Object Detection at 1840 FPS with TorchScript, TensorRT and DeepStream

October 17, 2020

Visual Analytics, Machine Learning Productionization

SSD300, Pytorch, Object Detection, Optimization, DeepStream, TorchScript, TensorRT, ONNX, NVTX, Nsight Systems

Intro #

Previously, we took a simple video pipeline and made it as fast as we could without sacrificing the flexibility of the Python runtime. It’s amazing how far you can go — 9 FPS to 650 FPS — but we did not reach full hardware utilization and the pipeline did not scale linearly beyond a single GPU. There is evidence (measured using gil_load) that we were throttled by a fundamental Python limitation with multiple threads fighting over the Global Interpreter Lock (GIL).

In this article we’ll take performance of the same SSD300 model even further, leaving Python behind and moving towards true production deployment technologies:

TorchScript. Instead of running directly in the Pytorch runtime, we’ll export our model using TorchScript tracing into a form that can be executed portably using the libtorch C++ runtime.
TensorRT. This toolset from Nvidia includes a “deep learning inference optimizer” — a compiler for optimizing CUDA-based computational graphs. We’ll use this to squeeze out every drop of inference efficiency.
DeepStream. While Gstreamer gives us an extensive library of elements to build media pipelines with, DeepStream expands this library with a set of GPU-accelerated elements specialized for machine learning.

These technologies fit together like this:

DeepStream Hybrid Architecture

This article will not be a step-by-step tutorial with code examples, but will show what is possible when these technologies are combined. The associated repository is here: github.com/pbridger/deepstream-video-pipeline.

🔥TorchScript vs TensorRT🔥 #

Both TorchScript and TensorRT can produce a deployment-ready form of our model, so why do we need both? These great tools may eventually be competitors but in 2020 they are complementary — they each have weaknesses that are compensated for by the other.

TorchScript. With a few lines of torch.jit code we can generate a deployment-ready asset from essentially any Pytorch model that will run anywhere libtorch runs. It’s not inherently faster (it is submitting approximately the same sequence of kernels) but the libtorch runtime will perform better under high concurrency. However, without care TorchScript output may have performance and portability surprises (I’ll cover some of these in a later article).

TensorRT. An unparalleled model compiler for Nvidia hardware, but for Pytorch or ONNX-based models it has incomplete support and suffers from poor portability.

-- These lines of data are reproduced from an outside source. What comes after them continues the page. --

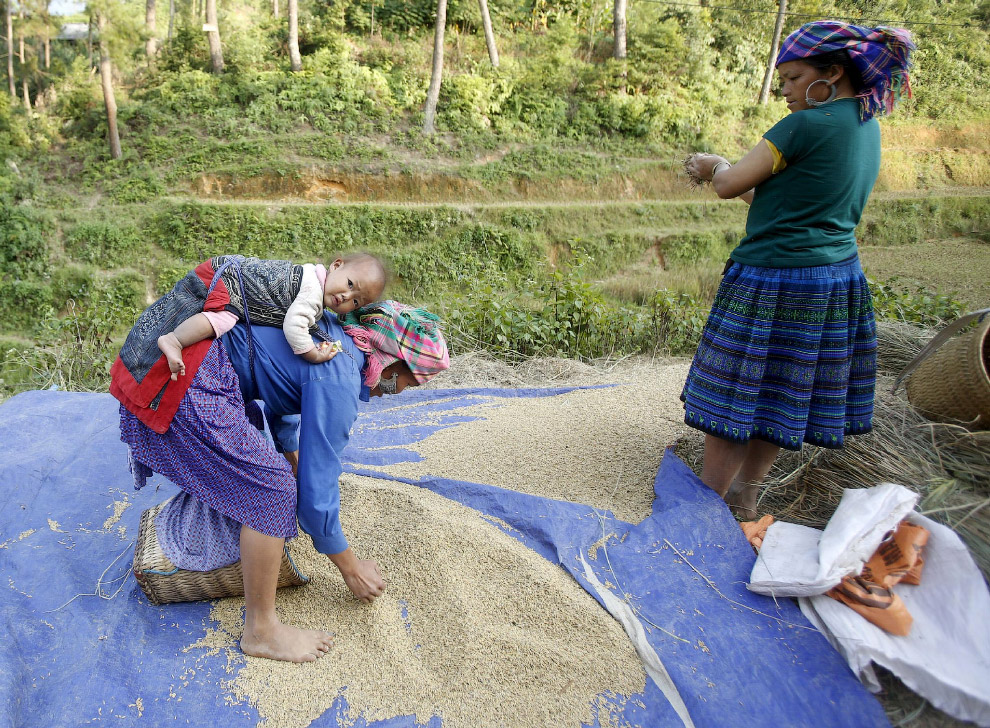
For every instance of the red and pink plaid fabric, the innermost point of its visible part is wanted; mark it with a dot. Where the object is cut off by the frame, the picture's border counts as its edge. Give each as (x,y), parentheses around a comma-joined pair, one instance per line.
(882,55)
(388,331)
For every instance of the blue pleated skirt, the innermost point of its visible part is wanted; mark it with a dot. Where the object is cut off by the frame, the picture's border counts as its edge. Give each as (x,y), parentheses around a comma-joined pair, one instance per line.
(788,355)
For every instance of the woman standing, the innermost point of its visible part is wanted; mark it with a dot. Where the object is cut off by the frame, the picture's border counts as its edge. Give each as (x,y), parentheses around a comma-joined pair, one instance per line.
(788,354)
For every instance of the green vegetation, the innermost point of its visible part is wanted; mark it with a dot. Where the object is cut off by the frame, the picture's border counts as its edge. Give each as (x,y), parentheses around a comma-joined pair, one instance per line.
(546,216)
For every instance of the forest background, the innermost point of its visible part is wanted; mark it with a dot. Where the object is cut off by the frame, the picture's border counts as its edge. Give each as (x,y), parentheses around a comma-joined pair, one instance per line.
(546,214)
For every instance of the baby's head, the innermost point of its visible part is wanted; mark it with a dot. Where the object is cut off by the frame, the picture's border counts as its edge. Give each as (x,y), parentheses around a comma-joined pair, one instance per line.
(353,281)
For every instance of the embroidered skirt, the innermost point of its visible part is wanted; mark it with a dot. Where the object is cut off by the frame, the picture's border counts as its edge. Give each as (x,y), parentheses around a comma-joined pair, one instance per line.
(788,355)
(214,452)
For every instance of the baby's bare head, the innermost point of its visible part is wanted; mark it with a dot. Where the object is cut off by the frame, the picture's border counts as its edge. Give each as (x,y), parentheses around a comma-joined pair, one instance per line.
(353,281)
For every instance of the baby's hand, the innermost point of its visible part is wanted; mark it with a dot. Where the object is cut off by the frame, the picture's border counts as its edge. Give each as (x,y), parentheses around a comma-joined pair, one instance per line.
(325,351)
(172,350)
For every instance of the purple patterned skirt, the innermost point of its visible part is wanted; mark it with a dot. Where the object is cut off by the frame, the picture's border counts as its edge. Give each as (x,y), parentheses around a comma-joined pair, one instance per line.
(229,471)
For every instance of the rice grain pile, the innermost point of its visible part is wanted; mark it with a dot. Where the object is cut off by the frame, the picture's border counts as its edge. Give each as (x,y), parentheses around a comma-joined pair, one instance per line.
(473,626)
(601,447)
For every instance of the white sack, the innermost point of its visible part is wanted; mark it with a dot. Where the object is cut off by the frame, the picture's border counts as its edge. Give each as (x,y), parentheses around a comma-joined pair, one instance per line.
(797,561)
(946,656)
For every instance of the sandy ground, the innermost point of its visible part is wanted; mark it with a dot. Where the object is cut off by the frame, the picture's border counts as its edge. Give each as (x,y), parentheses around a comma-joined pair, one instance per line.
(600,446)
(474,626)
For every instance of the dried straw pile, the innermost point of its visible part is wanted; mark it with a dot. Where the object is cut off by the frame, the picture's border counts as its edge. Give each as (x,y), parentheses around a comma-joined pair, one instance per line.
(947,464)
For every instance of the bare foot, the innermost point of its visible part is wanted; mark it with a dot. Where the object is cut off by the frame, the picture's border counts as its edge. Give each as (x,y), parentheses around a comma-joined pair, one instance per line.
(172,349)
(282,642)
(742,501)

There is a plugin system to add arbitrary layers and postprocessing, but this low-level work is out of reach for groups without specialized deployment teams. TensorRT also doesn’t support cross-compilation so models must be optimized directly on the target hardware — not great for embedded platforms or highly diverse compute ecosystems.

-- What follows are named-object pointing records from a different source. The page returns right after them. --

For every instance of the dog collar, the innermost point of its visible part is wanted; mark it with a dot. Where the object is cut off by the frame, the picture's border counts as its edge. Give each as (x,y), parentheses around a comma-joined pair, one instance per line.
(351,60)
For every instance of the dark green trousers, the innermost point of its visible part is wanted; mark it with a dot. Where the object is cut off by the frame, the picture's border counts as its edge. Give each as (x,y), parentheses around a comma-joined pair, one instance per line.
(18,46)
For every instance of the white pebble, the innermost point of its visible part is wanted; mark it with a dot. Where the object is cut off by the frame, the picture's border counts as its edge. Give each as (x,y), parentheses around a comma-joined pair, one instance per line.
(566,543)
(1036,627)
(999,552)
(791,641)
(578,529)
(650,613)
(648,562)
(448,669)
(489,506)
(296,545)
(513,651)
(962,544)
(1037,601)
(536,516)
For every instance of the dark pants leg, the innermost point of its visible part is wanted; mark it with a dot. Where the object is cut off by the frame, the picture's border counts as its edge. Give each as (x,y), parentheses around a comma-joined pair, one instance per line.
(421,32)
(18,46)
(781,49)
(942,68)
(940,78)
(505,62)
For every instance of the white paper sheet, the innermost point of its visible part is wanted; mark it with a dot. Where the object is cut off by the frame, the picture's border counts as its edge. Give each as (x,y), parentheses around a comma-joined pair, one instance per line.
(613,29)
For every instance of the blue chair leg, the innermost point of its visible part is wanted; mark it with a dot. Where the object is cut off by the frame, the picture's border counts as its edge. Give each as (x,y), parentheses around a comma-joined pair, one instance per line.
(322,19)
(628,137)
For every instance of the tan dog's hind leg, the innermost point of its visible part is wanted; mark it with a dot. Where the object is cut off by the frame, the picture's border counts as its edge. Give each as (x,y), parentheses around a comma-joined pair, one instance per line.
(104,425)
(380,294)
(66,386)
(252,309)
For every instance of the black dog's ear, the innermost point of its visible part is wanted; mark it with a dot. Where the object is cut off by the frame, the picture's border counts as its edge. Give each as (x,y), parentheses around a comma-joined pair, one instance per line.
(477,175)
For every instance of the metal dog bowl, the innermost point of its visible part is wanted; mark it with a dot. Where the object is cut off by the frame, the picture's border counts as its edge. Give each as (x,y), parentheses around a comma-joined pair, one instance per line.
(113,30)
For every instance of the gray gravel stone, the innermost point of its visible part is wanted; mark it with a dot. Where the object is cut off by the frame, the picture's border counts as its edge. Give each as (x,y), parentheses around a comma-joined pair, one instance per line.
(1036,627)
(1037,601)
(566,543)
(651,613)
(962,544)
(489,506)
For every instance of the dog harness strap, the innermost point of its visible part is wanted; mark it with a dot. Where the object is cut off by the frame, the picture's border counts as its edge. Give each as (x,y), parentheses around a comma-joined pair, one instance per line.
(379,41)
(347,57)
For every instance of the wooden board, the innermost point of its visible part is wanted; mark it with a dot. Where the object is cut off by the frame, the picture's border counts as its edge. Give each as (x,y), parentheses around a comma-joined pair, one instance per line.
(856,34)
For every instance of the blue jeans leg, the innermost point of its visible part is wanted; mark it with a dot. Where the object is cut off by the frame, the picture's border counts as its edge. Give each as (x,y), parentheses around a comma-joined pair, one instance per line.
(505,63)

Let’s begin with a baseline from the previous post in this series — Object Detection from 9 FPS to 650 FPS in 6 Steps.

Stage 0: Python Baseline #

Code	Nsight Systems Trace	Gstreamer Pipeline
tuning_postprocess_2.py	tuning_postprocess_2.qdrep	tuning_postprocess_2.pipeline.dot.png

The Postprocessing on GPU stage from my previous post is logically closest to our first DeepStream pipeline. This was a fairly slow, early stage in the Python-based optimization journey but limitations in DeepStream around batching and memory transfer make this the best comparison.

This Python-based pipeline runs at around 80 FPS:

After we get a basic DeepStream pipeline up and running we’ll empirically understand and then remove the limitations we see.

Stage 1: Normal DeepStream — 100% TorchScript #

Code	Nsight Systems Trace	Gstreamer Pipeline
ds_trt_1.py, ds_tsc_1.py, ds_ssd300_1.py	ds_1_1gpu_batch16_host.qdrep	ds_1_1gpu_batch16_host.pipeline.dot.png

Our approach to using TorchScript and TensorRT together in a DeepStream pipeline will be to construct a hybrid model with two sequential components — a TensorRT frontend passing results to a TorchScript backend which completes the calculation.

Hybrid DeepStream Pipeline #

Our hybrid pipeline will eventually use the nvinfer element of DeepStream to serve a TensorRT-compiled form of the SSD300 model directly in the media pipeline. Since TensorRT cannot compile the entire model (due to unsupported ONNX ops) we’ll run the remaining operations as a TorchScript module (via the parse-bbox-func-name hook).

However, the first pipeline will be the simplest possible while still following the hybrid pattern. The TensorRT model does no processing and simply passes frames to the TorchScript model, which does all preprocessing, inference, and postprocessing. 0% TensorRT, 100% TorchScript.

This pipeline runs at 110 FPS without tracing overhead. However, this TorchScript model has already been converted to fp16 precision so a direct comparison to the Python-based pipeline is a bit misleading.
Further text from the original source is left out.